Hello,
I have written one PIG Script and tried to execute it, but after executing some
part it gives me error java.io.IOException: Spill failed. I have included below
statements in my script. And also I have set the classpath for hadoop-LZO jar.
1) set mapred.compress.map.output true;
2) set mapred.map.output.compression.codec com.hadoop.compression.lzo.LzopCodec;
This error is caused by java.lang.RuntimeException: native-lzo library not
available. But I have set the CLASSPATH for Hadoop-LZO jar.

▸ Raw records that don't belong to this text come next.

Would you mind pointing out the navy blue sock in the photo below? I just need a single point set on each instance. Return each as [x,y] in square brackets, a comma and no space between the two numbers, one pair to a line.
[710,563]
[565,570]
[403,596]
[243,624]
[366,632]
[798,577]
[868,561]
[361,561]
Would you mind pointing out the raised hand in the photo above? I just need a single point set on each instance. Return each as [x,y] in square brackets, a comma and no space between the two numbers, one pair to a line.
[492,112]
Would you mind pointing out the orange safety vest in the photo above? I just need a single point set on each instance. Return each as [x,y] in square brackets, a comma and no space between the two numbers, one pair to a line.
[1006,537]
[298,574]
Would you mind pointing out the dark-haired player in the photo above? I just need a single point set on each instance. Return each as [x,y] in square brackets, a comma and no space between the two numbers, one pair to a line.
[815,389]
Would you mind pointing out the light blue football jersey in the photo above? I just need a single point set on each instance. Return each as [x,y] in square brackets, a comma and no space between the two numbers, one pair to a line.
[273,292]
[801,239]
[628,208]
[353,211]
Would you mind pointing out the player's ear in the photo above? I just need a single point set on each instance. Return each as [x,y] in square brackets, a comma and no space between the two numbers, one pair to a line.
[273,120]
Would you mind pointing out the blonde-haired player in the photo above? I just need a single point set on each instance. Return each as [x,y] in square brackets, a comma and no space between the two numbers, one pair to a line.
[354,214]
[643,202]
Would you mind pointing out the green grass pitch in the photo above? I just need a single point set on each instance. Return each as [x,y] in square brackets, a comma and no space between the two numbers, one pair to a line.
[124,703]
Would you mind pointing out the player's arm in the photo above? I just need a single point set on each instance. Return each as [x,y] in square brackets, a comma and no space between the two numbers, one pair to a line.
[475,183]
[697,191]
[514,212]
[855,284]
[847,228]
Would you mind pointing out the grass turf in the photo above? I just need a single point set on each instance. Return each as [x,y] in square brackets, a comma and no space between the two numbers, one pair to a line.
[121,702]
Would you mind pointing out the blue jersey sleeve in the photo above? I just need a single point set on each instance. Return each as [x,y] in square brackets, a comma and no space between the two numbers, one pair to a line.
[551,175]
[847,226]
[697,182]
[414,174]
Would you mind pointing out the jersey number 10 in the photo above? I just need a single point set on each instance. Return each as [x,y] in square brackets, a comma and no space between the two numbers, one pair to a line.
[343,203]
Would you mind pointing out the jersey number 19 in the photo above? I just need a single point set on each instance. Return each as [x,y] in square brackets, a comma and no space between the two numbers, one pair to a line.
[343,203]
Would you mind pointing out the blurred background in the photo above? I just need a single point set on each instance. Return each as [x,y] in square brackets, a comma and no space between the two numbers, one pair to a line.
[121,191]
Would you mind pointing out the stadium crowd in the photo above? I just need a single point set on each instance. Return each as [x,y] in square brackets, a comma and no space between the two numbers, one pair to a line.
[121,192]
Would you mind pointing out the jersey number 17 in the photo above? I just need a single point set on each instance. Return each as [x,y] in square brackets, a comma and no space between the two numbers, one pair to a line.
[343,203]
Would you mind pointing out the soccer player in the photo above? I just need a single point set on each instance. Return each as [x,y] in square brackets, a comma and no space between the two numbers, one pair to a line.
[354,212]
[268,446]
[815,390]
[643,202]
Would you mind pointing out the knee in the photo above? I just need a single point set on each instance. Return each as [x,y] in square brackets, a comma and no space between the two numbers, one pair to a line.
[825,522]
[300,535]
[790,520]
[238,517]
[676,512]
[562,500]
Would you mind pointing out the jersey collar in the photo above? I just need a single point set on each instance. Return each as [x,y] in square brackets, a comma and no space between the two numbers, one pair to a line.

After searching for this error I came to know some like:
"Since you have a very large number of records, if the individual records are
small it's likely the
map task is spilling not because the data buffer is full, but because the
accounting area is full."
So what should I do to avoid the Spill Failed?
Below is the exception I got.
Backend error message
---------------------
java.io.IOException: Spill failed
at
org.apache.hadoop.mapred.MapTask$MapOutputBuffer$Buffer.write(MapTask.java:1213)
at
org.apache.hadoop.mapred.MapTask$MapOutputBuffer$Buffer.write(MapTask.java:1194)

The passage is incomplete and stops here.